The 1996 Kremlin Cup was a tennis tournament played on indoor carpet courts at the Olympic Stadium in Moscow in Russia that was part of the World Series of the 1996 ATP Tour and of Tier III of the 1996 WTA Tour. The men's tournament was held from 4 November through 10 November 1996 while the women's tournament was held from 27 October through 3 November 1996. Goran Ivanišević and Conchita Martínez won the singles titles.

==Finals==

===Men's singles===

CRO Goran Ivanišević defeated RUS Yevgeny Kafelnikov 3–6, 6–1, 6–3
- It was Ivanišević's 5th title of the year and the 17th of his career.

===Women's singles===

ESP Conchita Martínez defeated AUT Barbara Paulus 6–1, 4–6, 6–4
- It was Martínez's 2nd title of the year and the 28th of her career.

===Men's doubles===

USA Rick Leach / RUS Andrei Olhovskiy defeated CZE Jiří Novák / CZE David Rikl 4–6, 6–1, 6–2
- It was Leach's 4th title of the year and the 35th of his career.
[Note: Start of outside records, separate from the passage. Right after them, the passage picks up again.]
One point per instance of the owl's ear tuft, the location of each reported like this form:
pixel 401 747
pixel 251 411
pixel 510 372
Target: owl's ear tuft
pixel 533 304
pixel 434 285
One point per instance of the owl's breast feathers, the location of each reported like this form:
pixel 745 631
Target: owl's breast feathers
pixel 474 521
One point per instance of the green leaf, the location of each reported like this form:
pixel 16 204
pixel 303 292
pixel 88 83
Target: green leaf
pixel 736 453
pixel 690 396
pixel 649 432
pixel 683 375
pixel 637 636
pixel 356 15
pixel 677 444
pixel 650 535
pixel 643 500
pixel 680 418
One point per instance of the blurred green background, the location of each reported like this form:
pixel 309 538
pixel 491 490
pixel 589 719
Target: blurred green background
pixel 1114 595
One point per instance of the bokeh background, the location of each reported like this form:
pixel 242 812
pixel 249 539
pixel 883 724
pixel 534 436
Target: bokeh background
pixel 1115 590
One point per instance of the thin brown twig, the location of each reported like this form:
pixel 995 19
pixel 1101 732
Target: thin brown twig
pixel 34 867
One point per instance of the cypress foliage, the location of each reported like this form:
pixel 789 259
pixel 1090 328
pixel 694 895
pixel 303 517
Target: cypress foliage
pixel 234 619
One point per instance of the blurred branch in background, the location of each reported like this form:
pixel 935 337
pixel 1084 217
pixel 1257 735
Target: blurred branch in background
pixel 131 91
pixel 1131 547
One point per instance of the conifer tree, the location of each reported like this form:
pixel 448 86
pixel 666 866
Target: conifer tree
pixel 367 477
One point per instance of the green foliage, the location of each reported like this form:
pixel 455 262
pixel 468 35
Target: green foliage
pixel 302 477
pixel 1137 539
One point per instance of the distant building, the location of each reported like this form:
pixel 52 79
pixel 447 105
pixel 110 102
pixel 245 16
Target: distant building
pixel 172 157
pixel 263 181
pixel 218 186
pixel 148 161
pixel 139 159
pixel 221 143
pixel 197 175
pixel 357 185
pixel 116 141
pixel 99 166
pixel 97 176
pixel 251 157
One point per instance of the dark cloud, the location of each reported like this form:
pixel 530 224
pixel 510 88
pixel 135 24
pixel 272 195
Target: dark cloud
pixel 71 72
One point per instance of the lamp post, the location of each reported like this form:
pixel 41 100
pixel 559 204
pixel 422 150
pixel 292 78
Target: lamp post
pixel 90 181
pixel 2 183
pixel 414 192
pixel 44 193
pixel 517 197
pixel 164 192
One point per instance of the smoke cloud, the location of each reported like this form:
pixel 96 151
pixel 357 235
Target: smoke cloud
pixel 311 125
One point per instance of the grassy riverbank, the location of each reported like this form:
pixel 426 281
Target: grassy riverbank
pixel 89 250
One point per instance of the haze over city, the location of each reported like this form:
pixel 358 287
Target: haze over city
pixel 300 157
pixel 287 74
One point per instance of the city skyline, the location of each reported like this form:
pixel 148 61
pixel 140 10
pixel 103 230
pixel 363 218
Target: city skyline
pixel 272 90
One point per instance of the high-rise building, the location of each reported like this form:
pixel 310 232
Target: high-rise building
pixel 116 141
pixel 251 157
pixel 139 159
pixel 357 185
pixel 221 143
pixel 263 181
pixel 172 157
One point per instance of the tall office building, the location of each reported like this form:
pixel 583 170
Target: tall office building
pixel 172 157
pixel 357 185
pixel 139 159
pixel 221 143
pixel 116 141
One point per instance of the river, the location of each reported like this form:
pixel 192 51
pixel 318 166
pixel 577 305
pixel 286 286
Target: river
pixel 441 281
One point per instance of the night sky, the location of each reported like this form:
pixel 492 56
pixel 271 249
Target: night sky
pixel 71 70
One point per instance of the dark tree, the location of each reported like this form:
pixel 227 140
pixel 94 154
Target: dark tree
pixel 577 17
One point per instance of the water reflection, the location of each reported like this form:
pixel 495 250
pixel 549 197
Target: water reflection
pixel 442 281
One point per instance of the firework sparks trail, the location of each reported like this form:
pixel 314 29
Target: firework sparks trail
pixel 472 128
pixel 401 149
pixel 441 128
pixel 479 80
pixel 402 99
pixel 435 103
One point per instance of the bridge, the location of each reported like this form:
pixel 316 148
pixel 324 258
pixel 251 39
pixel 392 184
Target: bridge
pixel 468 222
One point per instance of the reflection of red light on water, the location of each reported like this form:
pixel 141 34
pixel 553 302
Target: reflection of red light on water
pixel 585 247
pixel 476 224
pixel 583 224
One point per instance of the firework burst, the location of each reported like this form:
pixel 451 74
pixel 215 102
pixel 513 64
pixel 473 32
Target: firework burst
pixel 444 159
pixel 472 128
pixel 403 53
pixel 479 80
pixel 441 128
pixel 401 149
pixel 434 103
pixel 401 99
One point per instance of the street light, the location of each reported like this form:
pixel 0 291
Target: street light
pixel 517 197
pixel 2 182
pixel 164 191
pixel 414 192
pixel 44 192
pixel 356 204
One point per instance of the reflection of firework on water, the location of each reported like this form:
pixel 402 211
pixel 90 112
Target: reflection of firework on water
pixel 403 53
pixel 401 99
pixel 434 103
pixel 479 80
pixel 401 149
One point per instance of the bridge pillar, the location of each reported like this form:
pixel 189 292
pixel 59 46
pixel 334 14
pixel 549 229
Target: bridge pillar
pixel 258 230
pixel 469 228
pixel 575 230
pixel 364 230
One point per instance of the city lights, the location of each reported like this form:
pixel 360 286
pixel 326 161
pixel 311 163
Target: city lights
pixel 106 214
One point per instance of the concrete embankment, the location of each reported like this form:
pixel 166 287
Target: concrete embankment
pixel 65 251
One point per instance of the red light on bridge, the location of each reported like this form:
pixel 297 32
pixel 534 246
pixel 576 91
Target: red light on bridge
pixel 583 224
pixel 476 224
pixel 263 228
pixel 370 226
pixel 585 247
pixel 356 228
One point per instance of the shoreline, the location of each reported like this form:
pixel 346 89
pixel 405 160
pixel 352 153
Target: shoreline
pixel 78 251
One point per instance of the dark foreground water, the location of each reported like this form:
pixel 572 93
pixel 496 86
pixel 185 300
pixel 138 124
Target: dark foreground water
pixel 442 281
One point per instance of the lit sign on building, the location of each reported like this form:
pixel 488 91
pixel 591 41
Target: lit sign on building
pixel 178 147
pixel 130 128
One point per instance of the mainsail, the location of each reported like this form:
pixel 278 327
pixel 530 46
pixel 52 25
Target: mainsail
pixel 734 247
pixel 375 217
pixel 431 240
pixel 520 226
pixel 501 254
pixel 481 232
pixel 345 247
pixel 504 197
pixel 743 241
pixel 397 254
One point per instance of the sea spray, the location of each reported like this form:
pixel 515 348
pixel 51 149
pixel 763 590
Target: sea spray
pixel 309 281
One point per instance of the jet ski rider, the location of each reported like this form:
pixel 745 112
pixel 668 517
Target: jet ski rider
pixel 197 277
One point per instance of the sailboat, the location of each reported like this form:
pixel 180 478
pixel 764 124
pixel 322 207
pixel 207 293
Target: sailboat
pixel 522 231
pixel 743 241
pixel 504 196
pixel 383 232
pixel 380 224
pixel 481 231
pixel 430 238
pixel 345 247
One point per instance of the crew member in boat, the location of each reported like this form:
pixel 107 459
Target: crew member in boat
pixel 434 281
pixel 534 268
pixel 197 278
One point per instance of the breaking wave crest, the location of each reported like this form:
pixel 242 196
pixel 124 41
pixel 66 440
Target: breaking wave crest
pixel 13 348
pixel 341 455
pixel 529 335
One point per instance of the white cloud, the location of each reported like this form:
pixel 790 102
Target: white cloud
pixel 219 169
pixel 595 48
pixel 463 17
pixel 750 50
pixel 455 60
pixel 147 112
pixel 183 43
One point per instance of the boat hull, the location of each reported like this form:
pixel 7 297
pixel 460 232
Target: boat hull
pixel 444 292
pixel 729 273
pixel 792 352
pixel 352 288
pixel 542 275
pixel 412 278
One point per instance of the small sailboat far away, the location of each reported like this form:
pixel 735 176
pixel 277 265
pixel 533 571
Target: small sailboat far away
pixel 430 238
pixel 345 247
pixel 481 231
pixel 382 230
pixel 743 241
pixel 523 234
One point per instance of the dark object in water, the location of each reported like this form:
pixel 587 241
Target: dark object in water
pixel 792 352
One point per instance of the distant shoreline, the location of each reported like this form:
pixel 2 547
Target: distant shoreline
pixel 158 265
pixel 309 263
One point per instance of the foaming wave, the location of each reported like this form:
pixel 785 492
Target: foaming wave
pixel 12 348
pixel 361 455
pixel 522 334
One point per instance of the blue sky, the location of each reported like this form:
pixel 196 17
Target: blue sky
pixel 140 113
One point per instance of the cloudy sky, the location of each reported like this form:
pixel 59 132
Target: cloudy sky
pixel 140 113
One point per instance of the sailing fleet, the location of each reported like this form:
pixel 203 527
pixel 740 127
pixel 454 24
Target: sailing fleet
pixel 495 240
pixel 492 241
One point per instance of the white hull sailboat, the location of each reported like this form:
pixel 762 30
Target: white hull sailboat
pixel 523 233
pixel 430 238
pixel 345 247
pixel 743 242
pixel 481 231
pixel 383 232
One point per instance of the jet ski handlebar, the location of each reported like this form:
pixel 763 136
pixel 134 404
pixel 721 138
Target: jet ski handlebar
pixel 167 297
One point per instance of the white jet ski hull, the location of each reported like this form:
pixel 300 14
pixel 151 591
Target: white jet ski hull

It was Olhovskiy's 4th title of the year and the 16th of his career.

===Women's doubles===

UKR Natalia Medvedeva / LAT Larisa Neiland defeated ITA Silvia Farina / AUT Barbara Schett 7–6, 4–6, 6–1
- It was Medvedeva's 2nd title of the year and the 12th of her career. It was Neiland's 5th title of the year and the 58th of her career.